The scheduler exposes exactly two public methods forming a minimal lifecycle interface.

Scheduler Interface

A Scheduler instance MUST provide the following interface:

interface Scheduler {
initialize(registrations: Registration[]): Promise<void>
stop(): Promise<void>
}

Registration Format

A Registration MUST be a 4-tuple array with the following structure:

type Registration = [
string, // Task name (unique identifier)
string, // Cron expression (POSIX format)
Callback, // Async function to execute
Duration // Retry delay duration
]

Where:

  • Task name MUST be a non-empty string unique within the registration set
  • Cron expression MUST be a valid POSIX 5-field cron expression
  • Callback MUST be an async function () => Promise<void>
  • Duration MUST be a non-negative time duration

Operational Model & Time Semantics

Time Provider and Granularity

The scheduler MUST:

  • Use the host system's local clock as the authoritative time source
  • Operate at minute-level granularity
  • Evaluate task schedules at each minute boundary
  • Consider a minute boundary to occur at the start of each minute (seconds = 0)

Timely Behavior

The scheduler MUST:

  • Handle multiple due tasks in parallel with no ordering guarantees

The scheduler MUST:

  • Use the host system's local timezone for all time calculations
  • Handle Daylight Saving Time (DST) transitions according to the host system's clock
  • Consider a minute that does not exist during DST transitions (e.g., 2:30 AM during "spring forward") as automatically skipped
  • Execute tasks multiple times for minutes that occur twice during DST transitions (e.g., 2:30 AM during "fall back")
  • Continue normal scheduling after DST transitions without requiring restart

DST Transition Behavior:

  • Spring Forward (Lost Hour): Tasks scheduled during the skipped hour MUST NOT execute that day
  • Fall Back (Repeated Hour): Tasks scheduled during the repeated hour MUST execute both times the minute occurs
  • Next Execution Calculation: MUST correctly account for DST transitions when calculating future occurrences

No Make-Up Execution Policy

Critical Invariant: When tasks miss multiple scheduled executions due to downtime, the scheduler MUST execute each task at most once when resuming, regardless of how many executions were missed.

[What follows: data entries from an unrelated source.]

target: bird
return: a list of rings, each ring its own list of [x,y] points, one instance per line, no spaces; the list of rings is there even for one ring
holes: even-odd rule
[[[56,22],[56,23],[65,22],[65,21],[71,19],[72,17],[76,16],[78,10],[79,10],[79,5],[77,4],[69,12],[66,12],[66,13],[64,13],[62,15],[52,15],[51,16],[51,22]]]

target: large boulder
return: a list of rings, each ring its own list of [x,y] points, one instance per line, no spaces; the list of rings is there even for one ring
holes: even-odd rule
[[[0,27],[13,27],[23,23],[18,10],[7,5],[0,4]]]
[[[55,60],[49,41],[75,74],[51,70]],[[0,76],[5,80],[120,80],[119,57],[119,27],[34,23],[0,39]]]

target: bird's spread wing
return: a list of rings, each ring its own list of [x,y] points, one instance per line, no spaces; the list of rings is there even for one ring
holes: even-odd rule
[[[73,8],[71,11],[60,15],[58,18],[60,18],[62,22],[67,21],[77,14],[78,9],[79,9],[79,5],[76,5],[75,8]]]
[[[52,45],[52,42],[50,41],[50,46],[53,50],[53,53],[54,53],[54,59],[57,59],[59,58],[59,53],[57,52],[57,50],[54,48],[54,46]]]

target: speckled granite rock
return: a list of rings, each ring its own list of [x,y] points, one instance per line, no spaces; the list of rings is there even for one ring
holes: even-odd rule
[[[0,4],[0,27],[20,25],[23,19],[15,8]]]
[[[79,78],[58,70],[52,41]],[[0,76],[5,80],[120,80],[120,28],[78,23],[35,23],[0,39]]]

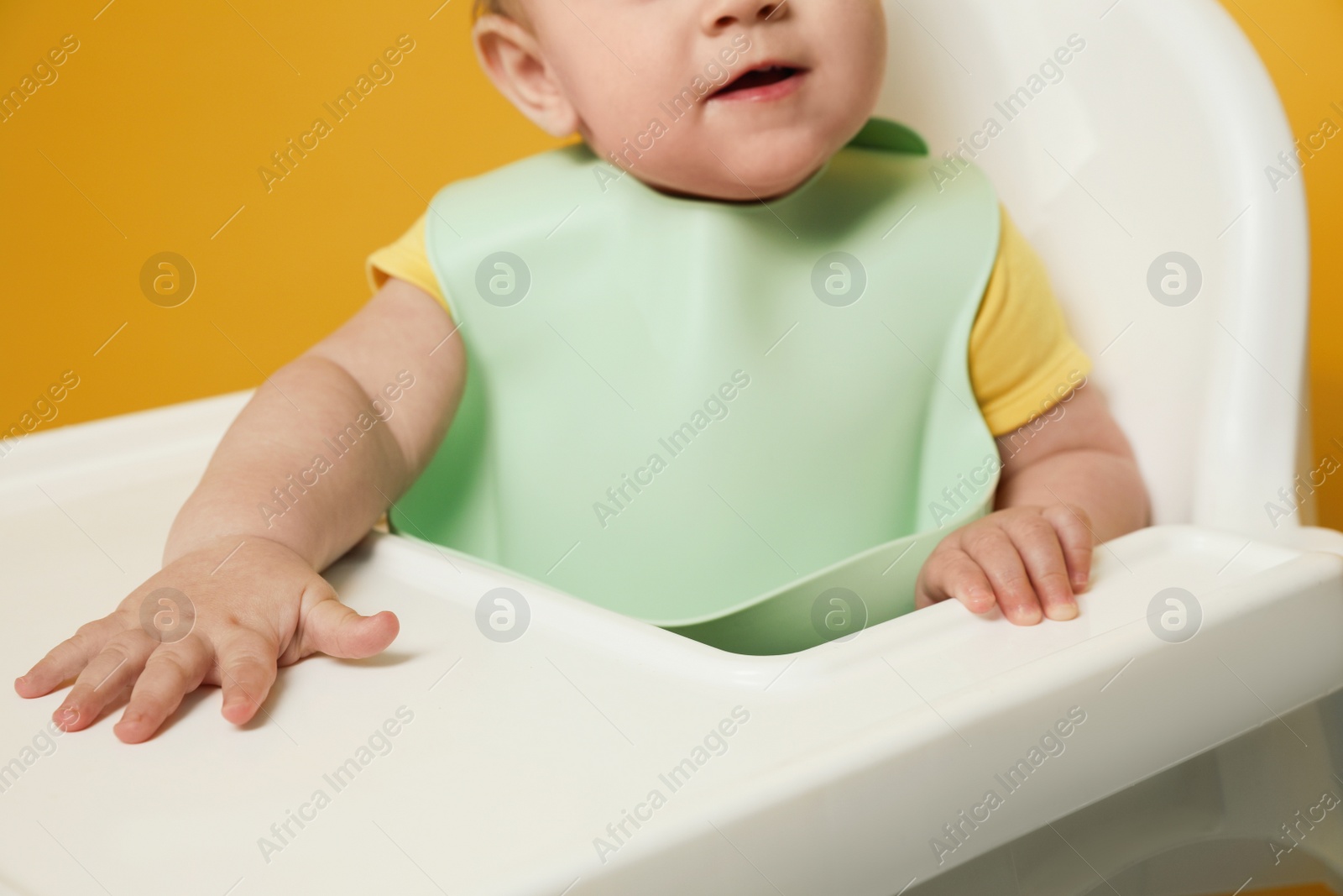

Rationale: This prevents resource overwhelming and maintains predictable load patterns.

Example: A task scheduled 15,30,45,0 * * * * (every 15 minutes) that misses 4 executions during a 1-hour outage MUST run only once when the scheduler resumes, not 4 times.

Startup Semantics

First Startup (No Persisted State)

For every task, which has not yet been persisted, the scheduler MUST:

  1. Evaluate task's cron expression against the current time
  2. Execute immediately if and only if cron expression exactly matches the current minute
  3. Schedule task for its next future occurrence

Subsequent Restarts (With Persisted State)

When persisted state exists, the scheduler MUST:

  1. Load the previous execution state
  2. Apply persistence override logic (see Persistence Semantics)
  3. Continue normal scheduling based on last known attempt/success/failure times

Scheduler Lifecycle

Scheduler State Model

The scheduler MUST exist in exactly one of the following states:

Scheduler State Definitions

  • Uninitialized: Scheduler created but not yet initialized
  • Initializing: Processing registrations, applying overrides, starting tasks
  • Running: Normal operation with polling active and tasks scheduled
  • Stopping: Graceful shutdown in progress, waiting for running tasks
  • Stopped: Cleanup complete, no active polling or tasks

Scheduler State Transitions

Uninitialized to Initializing

Guard: initialize(registrations) called with valid input

Action: Begin validation, persistence override resolution

Events: SchedulerInitializationStarted

Initializing to Running

Guard: All registrations validated, overrides applied, tasks scheduled

Action: Start polling loop, mark scheduler as active

Events: SchedulerInitializationCompleted

Initializing to Uninitialized

Guard: Initialization fails due to validation errors

Action: Clean up partial state, reset to uninitialized

Events: SchedulerInitializationFailed

Initializing to Initializing (Error State)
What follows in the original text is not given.